Yes, the new mega Takealot might try and buy the odd niche outfit, but there are plenty of others that it won’t touch. No matter how large, the new outfit’s range of goods, there will always be companies that it’s better to leave alone either because they offer no genuine threat or because they’re niche enough that they won’t really fit with what Takealot is trying to do.

An increased focus on ecommerce in South Africa could actually see those self-same niche players thrive as never before.

There will be disruption

The short to medium term meanwhile is less clear. One thing that is clear however is that there will be disruption.

One potential source of that disruption is the South African ecommerce companies in the immediate tiers below Takealot.

If they’re clever, they’ll use the merger and the inevitable period of consolidation immediately following it to move fast and make serious plays on the market.

One company capable of doing this is Wantitall. Its model is probably the closest to that of Takealot, albeit with a substantially more limited range, and it will have also benefited from the latter’s Superbalist buyout, having been an equity partner in the design curation shop.

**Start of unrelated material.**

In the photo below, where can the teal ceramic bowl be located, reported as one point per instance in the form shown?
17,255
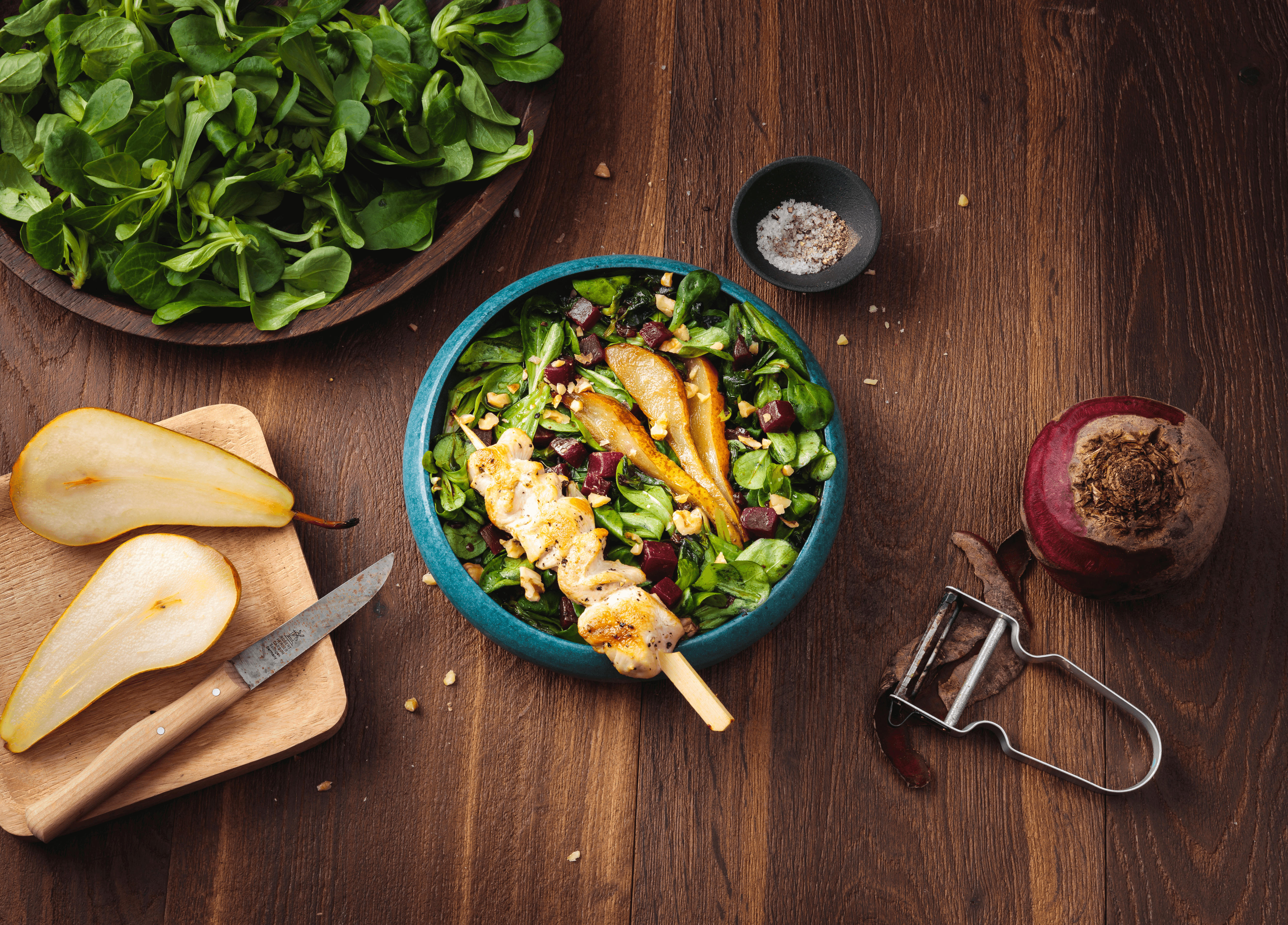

Then there’s Neil Smith, Waine Smith and Jose Pereira. The trio were the original founders of Take2, which later rebranded as Takealot, and (having served out their restraint of trade period) in June launched their new ecommerce play Raru. With the kind of experience they have in the space, anyone ruling them out of a second success would be foolhardy.

Another possible source of disruption could come from job losses. Neither party has said anything about that yet, but with an inevitable skills crossover in many departments, it’s hardly worth ruling out. That’s even truer when you look at Naspers’ track record when it comes to consolidating properties within its fold.

For many those losses could be devastating, but the packages given to those affected could also see a glut of people with relevant experience and enough startup capital to build the ecommerce shop they’ve always wanted.

It’s pretty clear then that the question isn’t about whether the Takealot/Kalahari merger is good for South African ecommerce space, but which players in the space it’s good for.